The Single Path
The inclusivist exclusionism of Jesus Christ
In Acts 4:12, Peter declares:
Salvation is found in no one else, for there is no other name under heaven given to humankind by which we must be saved.’
What name is this? The name of Jesus of Nazareth, the crucified and risen Christ. It is not a tribal claim, note. Salvation is not just for Israel, it is for all humanity.
This salvation only knows a single path. It is not a destination with many alternative routes. As Jesus himself said: I am the way, the truth, and the life: no-one comes to the Father but by me.
It might be nice to imagine that there are many paths to the one God, but it simply wouldn’t be true. At its heart, Peter’s claim is a claim about effectiveness. He is a witness to the resurrection of Jesus from the dead. He stands to testify to that power.
Our human situation knows of only one effective remedy: the name of Jesus Christ. He saves, and no one else does.
But how is the claim not simply borne of prejudice and arrogance?
Here are three reasons that this isn’t prejudiced.
The first is because to say that only Christ works is not a statement of arrogance but a statement of humility. It is a claim that tells me that I am spiritually and morally unhealthy, and so it makes me humble. It doesn’t tell me I am better than anyone else, or that I can lift my game if I just get my values straight. Christ doesn’t come to bring me moral guidance to a better life, but forgiveness and rebirth. Which means I can only claim him as Saviour from a position of utter humility.

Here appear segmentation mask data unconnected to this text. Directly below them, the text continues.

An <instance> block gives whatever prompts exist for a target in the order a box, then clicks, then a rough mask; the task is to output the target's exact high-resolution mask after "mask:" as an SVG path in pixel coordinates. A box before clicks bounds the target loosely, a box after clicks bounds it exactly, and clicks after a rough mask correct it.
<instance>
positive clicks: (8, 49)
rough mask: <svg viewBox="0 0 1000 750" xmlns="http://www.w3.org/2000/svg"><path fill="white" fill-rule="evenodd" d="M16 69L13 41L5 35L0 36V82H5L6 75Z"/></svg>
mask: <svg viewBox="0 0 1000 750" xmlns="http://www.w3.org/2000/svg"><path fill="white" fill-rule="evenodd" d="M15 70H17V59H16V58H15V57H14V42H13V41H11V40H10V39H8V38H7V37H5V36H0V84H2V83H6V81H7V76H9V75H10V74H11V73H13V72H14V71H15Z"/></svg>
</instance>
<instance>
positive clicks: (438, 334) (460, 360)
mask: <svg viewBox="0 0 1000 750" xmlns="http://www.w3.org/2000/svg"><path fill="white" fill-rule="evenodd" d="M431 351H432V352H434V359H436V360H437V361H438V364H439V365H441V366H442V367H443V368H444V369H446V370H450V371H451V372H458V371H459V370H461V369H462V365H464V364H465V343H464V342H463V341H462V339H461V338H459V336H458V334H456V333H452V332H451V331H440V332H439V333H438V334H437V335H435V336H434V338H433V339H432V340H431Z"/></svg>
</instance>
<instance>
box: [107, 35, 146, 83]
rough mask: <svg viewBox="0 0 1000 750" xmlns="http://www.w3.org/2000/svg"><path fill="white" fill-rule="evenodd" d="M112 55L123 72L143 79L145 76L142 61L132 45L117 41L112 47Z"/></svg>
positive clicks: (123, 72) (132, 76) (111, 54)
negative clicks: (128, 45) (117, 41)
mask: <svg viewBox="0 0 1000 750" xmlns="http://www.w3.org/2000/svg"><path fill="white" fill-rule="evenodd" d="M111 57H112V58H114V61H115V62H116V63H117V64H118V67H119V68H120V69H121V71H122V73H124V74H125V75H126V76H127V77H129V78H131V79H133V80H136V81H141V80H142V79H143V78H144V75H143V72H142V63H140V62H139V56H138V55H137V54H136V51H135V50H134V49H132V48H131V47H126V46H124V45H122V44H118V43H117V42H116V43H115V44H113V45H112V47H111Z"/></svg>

The second reason is that Jesus Christ is the man who rose from the dead. That makes him very different from all the other great religious teachers. It makes Christianity very easy to evaluate. As Paul says, if Christ is not risen, we are all still in our sins, we are not saved, and we can all just move on. But if Christ is risen, then there is no other name by which men and women may be saved. This, too, is a humbling truth: it isn’t constructed by the holy or the clever. It is announced by “uneducated and ordinary men”, as Peter and John were.
Third, because it’s an inclusive message, not a message of exclusion and division. It’s a message for all human beings of whatever background, ethnicity, gender, or sexuality or whatever human identity we include in the list. The offer of salvation is universal in scope. Jesus Christ is not the property of one nation or tribe: he transcends all of those. The gospel destroys the proud assumption that my people are better than your people. It requires the humility to stand on a completely level playing field with all of humanity, stripping away any prejudice or cultural superiority.
Indeed, when Christ is worshipped as a tribal deity, it is not Christ that is worshipped. It is a blasphemy against the real Christ.


Yep, in my experience there are various ways to Jesus, with Jesus the Christ being the way to God
A few thoughts, Michael. You mention a single path, but how might this single path be taken by someone who has never heard of Jesus (because they pre-dated Jesus or because they know little to nothing about Jesus)? Might not their path be different to someone who has good knowledge of Jesus? A second question: what of someone who has reasonable doubts that Jesus said those words from John about him being the exclusive path to the Father and who also doubts that the words in Acts were Peter's rather than being authored by the unknown author of Acts. The way you have set up this exclusive pathway can be challenged as unreasonable on epistemological grounds. Are people with reasonable doubts damned for not believing what can be reasonably doubted?